The compliance officer reviews, edits one sentence, hits file. The dashboard shows the SAR queued for goAML submission. The freeze timer starts.
That is what AI compliance monitoring looks like when it works.
Beyond Drafting: Execute the Recommendation
Currently, the agent drafts the SAR and presents it for MLRO review. The next step: a one-click “Execute” button that pre-populates the goAML submission form, stages the Verdachtsmeldung for final sign-off, and triggers the 3-day transaction freeze — all with a single approval.
This transforms the Compliance Monitor from “helpful assistant that drafts reports” to “autonomous compliance operations” — with guardrails. Approval workflows ensure the MLRO still signs off.

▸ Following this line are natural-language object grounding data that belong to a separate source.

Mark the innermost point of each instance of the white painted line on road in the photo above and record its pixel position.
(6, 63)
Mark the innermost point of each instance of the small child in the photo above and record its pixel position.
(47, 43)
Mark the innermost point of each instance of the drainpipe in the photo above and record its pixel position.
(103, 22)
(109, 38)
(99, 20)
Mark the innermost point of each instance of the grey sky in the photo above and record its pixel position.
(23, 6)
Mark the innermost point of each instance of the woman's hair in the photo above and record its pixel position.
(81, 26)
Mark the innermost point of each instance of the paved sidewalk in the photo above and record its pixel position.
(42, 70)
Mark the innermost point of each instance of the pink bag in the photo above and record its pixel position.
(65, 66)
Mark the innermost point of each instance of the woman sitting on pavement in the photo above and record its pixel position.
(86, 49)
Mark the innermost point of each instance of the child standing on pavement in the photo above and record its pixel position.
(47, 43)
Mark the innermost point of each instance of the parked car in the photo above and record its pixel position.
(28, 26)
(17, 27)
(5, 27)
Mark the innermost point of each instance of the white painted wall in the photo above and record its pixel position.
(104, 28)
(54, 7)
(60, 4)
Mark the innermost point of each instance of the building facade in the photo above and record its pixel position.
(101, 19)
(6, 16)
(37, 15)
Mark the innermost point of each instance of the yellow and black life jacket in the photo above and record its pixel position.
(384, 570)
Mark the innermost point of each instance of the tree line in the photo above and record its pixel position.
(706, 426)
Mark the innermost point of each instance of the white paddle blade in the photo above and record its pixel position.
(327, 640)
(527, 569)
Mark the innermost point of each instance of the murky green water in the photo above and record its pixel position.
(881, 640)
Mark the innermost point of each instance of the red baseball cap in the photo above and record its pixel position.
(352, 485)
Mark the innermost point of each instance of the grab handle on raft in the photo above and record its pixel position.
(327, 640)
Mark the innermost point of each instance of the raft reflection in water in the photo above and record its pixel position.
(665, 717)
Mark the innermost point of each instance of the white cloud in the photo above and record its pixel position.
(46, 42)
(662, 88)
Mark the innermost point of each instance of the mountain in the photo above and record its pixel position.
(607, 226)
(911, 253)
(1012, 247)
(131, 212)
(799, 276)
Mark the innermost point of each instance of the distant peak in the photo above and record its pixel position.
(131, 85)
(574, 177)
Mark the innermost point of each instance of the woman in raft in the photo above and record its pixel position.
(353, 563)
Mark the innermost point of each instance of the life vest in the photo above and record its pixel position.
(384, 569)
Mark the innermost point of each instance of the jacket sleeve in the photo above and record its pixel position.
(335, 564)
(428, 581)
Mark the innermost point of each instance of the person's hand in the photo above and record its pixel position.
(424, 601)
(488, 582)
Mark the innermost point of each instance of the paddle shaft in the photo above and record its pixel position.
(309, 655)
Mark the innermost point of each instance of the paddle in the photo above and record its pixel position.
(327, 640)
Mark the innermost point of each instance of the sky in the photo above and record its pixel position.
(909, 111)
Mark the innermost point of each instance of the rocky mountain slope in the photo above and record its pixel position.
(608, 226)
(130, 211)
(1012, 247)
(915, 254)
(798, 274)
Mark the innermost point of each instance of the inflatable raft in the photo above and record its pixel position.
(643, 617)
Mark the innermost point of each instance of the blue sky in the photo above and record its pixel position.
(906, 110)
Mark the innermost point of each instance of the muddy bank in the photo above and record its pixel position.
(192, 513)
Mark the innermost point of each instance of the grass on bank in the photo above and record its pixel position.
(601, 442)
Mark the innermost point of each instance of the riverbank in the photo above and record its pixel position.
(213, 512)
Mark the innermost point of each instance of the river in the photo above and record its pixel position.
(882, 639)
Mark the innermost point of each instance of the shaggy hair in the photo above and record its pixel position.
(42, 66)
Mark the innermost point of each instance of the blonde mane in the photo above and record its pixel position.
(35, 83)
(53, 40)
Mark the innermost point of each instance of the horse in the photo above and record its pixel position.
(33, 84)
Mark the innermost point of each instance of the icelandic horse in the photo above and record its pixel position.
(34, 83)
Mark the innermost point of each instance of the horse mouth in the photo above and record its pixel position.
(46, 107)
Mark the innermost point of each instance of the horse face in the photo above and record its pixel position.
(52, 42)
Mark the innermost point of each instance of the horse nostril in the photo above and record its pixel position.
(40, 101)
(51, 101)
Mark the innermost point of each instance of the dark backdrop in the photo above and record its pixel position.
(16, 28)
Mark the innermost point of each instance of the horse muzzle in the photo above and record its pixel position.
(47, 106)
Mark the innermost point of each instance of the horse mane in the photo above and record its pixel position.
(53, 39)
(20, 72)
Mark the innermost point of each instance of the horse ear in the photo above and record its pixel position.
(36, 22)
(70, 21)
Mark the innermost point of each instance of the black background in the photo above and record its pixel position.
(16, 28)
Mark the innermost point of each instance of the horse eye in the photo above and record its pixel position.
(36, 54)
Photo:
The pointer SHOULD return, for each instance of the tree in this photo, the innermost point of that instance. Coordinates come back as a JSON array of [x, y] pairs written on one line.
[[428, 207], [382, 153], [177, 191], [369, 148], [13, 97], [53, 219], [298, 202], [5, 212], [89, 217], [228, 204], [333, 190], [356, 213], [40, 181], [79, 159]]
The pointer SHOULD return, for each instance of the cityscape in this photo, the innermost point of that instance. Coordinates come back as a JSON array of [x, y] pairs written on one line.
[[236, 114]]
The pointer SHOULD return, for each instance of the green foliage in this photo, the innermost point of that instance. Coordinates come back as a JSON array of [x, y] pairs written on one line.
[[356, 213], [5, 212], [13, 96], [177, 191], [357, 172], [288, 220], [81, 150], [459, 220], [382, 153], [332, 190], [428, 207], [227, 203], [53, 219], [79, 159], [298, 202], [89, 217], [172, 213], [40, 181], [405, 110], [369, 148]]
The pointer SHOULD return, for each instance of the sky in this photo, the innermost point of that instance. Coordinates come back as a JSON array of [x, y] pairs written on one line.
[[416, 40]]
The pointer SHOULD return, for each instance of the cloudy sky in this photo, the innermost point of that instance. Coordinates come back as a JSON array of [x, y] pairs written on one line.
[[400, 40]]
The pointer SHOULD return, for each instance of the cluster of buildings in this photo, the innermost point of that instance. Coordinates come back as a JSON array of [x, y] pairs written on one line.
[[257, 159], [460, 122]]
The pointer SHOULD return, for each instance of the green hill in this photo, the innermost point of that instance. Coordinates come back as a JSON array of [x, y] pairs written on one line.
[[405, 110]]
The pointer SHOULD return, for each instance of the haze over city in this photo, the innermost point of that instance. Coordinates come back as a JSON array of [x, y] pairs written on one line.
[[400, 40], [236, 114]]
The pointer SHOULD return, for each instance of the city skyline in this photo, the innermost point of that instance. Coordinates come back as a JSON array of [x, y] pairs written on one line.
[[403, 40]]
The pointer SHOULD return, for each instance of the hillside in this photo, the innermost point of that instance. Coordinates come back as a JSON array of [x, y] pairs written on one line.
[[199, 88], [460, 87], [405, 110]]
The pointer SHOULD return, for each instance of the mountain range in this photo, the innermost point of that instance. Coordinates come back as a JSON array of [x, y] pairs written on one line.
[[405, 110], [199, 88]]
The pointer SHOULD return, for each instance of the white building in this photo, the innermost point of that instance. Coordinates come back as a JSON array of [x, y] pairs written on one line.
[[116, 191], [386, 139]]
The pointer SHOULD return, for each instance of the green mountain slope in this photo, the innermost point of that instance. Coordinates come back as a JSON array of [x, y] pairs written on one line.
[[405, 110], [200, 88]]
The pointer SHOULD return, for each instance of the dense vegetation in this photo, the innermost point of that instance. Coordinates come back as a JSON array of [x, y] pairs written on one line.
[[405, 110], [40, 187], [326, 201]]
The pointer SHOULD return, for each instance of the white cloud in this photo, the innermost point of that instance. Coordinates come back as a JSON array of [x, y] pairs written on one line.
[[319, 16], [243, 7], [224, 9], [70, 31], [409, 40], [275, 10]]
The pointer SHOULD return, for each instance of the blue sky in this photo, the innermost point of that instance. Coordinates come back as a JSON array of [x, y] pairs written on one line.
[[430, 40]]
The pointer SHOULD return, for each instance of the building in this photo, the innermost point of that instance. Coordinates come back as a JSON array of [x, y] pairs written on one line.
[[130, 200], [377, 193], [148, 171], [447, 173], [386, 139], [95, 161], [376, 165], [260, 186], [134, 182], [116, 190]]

Rollback mechanisms allow freeze cancellation. The audit trail captures not just the recommendation but the execution.
The consulting differentiator: Generic AI can write text. This agent speaks GwG. It knows the goAML field structure, the FIU submission format, the freeze timeline under §44 GwG, and the tipping-off prohibition under §47. That regulatory integration — not the LLM itself — is what justifies premium pricing and makes the service impossible to replicate with ChatGPT and a prompt.